Breda was a larger than life personality with remarkable business acumen and a heart of gold.

She enjoyed great rapport with neighbours and friends in a community where she was very active.

She ran Breda’s Chippy, formerly Nancy Culleton’s in Friary Street, an institution for decades, with then Kilkenny Standard editor, Seán Courtney describing the wonderful Mrs Culleton as the face that launched a thousand chips.

The baton was passed on to the Hehir family in a project that when the chips were down, Breda’s husband Eamon served pudding suppers and burgers.

Along with his immediate family, Eamon is also survived by his brothers Dick and Liam, sisters Margot and Mary, grandchildren, great grandchildren, sons-in-law, brothers-in-law, sisters-in-law, nephews, nieces and extended clan.

He was pre-deceased by his brother, Paddy, also a softly spoken and kind man.

I often enjoyed singing what might be termed the Hehir Family Anthem, Fit Kilkenny Remoulds Ruled the Road at a tipple in the nearby Lenehan’s Bar following a then Kilkenny Voice newspaper shift.

Eamon spent much of his working life in Fit Remoulds on the Dublin Road, a successful tyre company, later acquired by tyre-making giant, Goodyear.

There was a time when Fit Kilkenny Remoulds ruled the road. Or so the jingle in the then Regent Cinema advertisement went.

The firm was a joint venture by men and women of vision from the Hehir and Henderson families in Kilkenny City, including the late Joe Hehir, Des and Mary Hehir and Paddy Henderson.

In its heyday, Remoulds was one of Kilkenny’s best employers.

Many will have reasons to remember Eamon Hehir with fondness and respect.


Some will have enjoyed a Guinness or two with him, others will have played soccer with or against him and there will be those who will have worked with Eamon in Fit.

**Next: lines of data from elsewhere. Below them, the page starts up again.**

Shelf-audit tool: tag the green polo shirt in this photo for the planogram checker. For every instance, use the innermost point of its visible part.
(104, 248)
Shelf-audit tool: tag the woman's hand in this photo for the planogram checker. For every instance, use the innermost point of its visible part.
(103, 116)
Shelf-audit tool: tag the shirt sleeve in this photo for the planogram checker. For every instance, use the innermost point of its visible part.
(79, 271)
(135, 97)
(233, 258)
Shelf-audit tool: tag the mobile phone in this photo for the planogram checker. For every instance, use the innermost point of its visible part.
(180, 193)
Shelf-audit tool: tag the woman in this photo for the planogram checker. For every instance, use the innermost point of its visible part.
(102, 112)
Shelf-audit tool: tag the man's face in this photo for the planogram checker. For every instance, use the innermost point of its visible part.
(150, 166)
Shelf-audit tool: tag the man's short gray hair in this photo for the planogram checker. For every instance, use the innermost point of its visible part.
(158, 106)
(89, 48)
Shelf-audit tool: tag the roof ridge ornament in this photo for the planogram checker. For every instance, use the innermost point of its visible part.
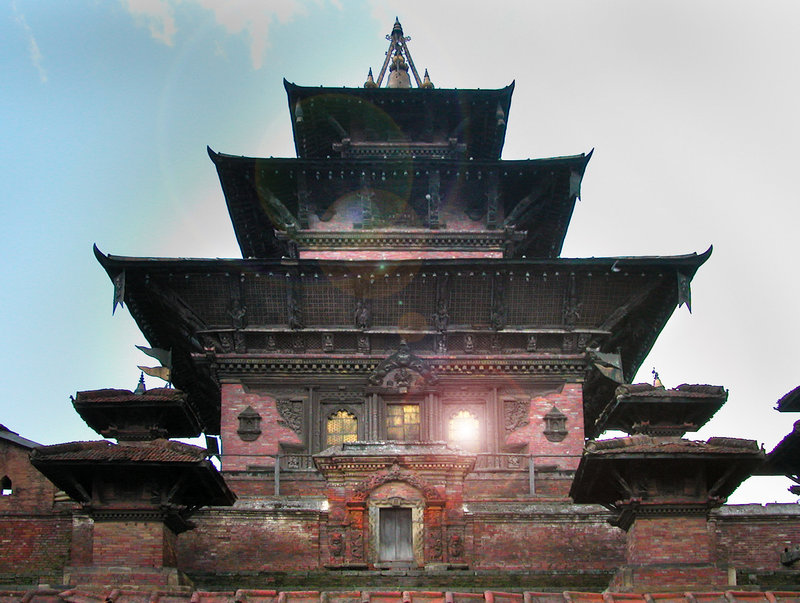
(398, 60)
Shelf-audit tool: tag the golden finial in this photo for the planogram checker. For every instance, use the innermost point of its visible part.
(370, 83)
(656, 379)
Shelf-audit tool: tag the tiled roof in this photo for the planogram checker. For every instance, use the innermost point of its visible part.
(156, 451)
(670, 445)
(13, 437)
(121, 395)
(685, 390)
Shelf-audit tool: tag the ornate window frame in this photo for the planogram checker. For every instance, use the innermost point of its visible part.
(417, 528)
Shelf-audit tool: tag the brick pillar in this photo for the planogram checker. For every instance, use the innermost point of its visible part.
(672, 546)
(356, 554)
(133, 550)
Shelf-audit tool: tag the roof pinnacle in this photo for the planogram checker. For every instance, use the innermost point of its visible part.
(398, 61)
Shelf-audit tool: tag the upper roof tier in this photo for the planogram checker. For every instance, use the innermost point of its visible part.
(398, 122)
(396, 119)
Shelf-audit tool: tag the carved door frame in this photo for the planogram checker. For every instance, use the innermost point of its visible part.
(417, 527)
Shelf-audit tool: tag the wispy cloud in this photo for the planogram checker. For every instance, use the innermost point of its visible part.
(158, 16)
(251, 17)
(33, 47)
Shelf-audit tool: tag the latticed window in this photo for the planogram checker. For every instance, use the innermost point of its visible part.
(342, 427)
(464, 430)
(402, 422)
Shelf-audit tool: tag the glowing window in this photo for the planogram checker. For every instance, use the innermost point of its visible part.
(342, 427)
(402, 422)
(464, 430)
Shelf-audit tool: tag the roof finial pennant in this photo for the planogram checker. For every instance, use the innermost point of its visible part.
(370, 83)
(119, 291)
(140, 387)
(164, 371)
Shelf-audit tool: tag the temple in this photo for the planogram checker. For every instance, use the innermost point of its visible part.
(405, 386)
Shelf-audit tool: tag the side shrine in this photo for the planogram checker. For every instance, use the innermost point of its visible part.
(408, 384)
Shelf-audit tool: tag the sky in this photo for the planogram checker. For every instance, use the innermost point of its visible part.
(106, 108)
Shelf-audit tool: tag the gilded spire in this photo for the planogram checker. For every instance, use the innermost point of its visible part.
(399, 62)
(370, 83)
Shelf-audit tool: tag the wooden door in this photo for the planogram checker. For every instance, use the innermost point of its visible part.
(395, 544)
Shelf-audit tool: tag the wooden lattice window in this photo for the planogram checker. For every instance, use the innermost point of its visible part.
(464, 430)
(342, 427)
(402, 422)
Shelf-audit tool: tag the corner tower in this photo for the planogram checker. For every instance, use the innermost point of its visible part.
(401, 357)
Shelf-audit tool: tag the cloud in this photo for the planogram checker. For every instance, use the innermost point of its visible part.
(159, 18)
(33, 47)
(251, 17)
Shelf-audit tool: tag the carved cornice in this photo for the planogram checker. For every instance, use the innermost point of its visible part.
(247, 366)
(404, 239)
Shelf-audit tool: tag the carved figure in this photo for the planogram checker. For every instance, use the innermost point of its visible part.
(469, 344)
(357, 545)
(295, 315)
(362, 315)
(402, 358)
(237, 313)
(456, 547)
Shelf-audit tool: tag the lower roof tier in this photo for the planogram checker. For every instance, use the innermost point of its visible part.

All will miss him and treasure his memory but a chain of love that was the wonderful relationship he enjoyed with his immediate family and in-laws will never be broken.

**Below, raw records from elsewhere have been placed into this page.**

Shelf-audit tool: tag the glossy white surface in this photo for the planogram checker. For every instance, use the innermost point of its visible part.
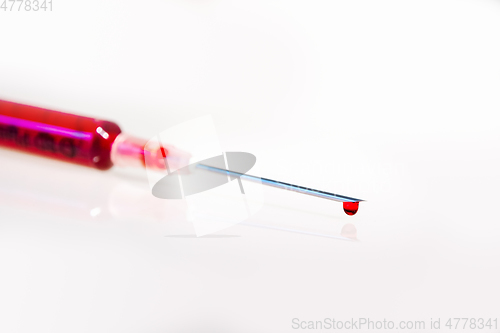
(394, 102)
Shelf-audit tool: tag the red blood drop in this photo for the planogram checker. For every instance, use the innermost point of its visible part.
(351, 208)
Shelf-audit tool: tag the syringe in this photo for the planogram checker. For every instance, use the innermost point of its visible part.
(101, 144)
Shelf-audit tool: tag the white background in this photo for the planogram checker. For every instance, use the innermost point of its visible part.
(394, 102)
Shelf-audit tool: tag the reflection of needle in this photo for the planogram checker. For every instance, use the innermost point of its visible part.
(281, 185)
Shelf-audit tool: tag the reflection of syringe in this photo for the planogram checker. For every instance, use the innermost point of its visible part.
(101, 144)
(81, 140)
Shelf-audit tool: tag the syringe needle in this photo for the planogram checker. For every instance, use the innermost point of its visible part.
(350, 204)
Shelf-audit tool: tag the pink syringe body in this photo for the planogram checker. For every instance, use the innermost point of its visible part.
(72, 138)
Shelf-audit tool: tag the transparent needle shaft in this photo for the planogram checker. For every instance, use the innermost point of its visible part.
(282, 185)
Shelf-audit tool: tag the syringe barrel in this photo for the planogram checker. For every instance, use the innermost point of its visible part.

Love was a two-way street in the Hehir family home and extended to the homesteads of Eamon’s brothers, sisters, grandchildren, great grandchildren, nieces, nephews and myriad others.

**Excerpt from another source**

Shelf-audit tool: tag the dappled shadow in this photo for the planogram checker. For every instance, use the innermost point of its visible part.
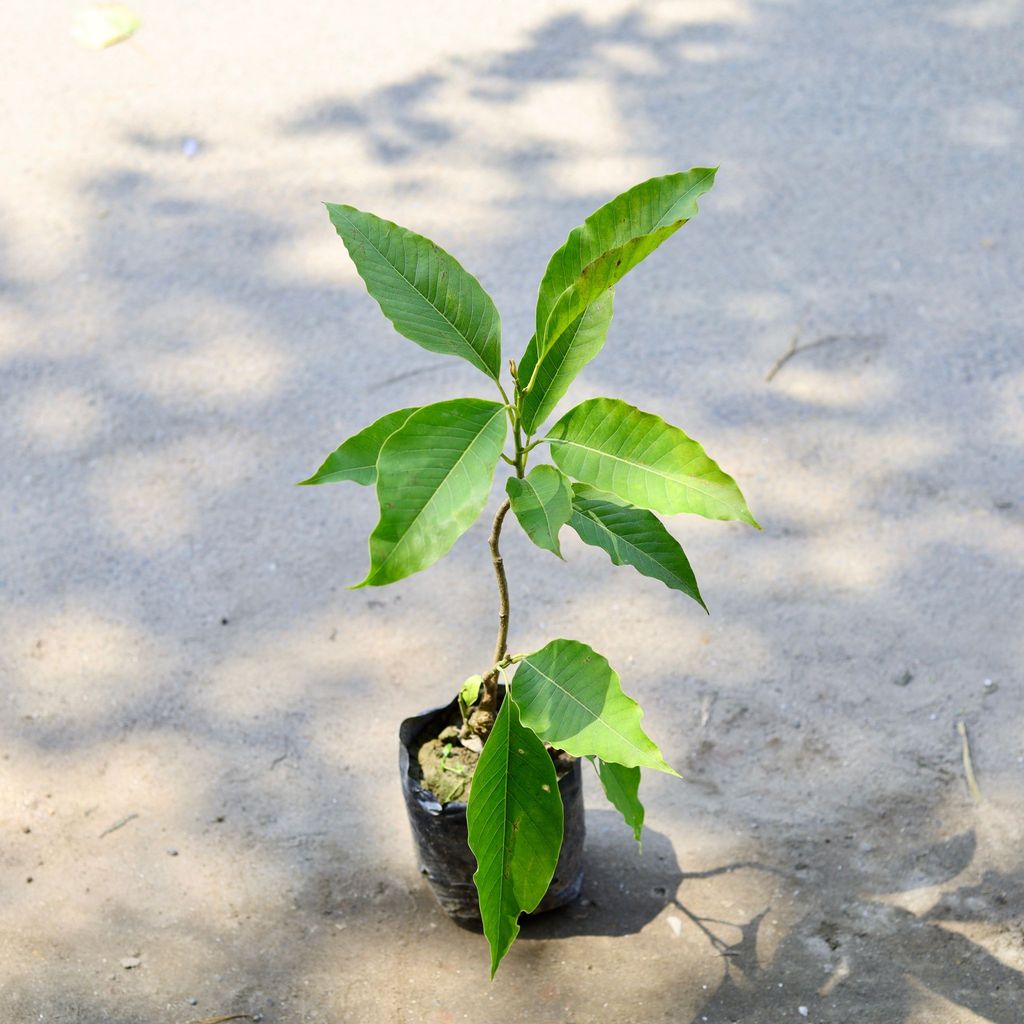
(177, 643)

All delighted in having him as a relative but perhaps more importantly, as a friend.

His daughters in particular will console themselves as they reminisce on the years of joy they savoured with loving parents.

There is no end to a path of love and the girls will be happy that their parents will always be with them in spirit.

The rest of us had the privilege of being friends with a man who was genuine and true.

Offertory gifts during Mass included a soccer ball, family photo and seaside picture, a hurley and a newspaper.

Gifts were brought to the altar by great grandchildren, Zak and Alanna Hehir who lived with Eamon (seaside picture): great grandchildren Fionn and Neasa O’Keeffe (Bread and Wine); Eamon’s sister, Mary (family photo); son-in-law, Eric O’Keeffe (soccer ball and hurley)

The newspaper was delivered, as it had been every day to Eamon’s home by his sister-in-law, Alicia Slattery.

Perhaps the newspaper was symbolic as the funeral marked the end of an era, the final paragraph of a wonderful life that included many exciting chapters.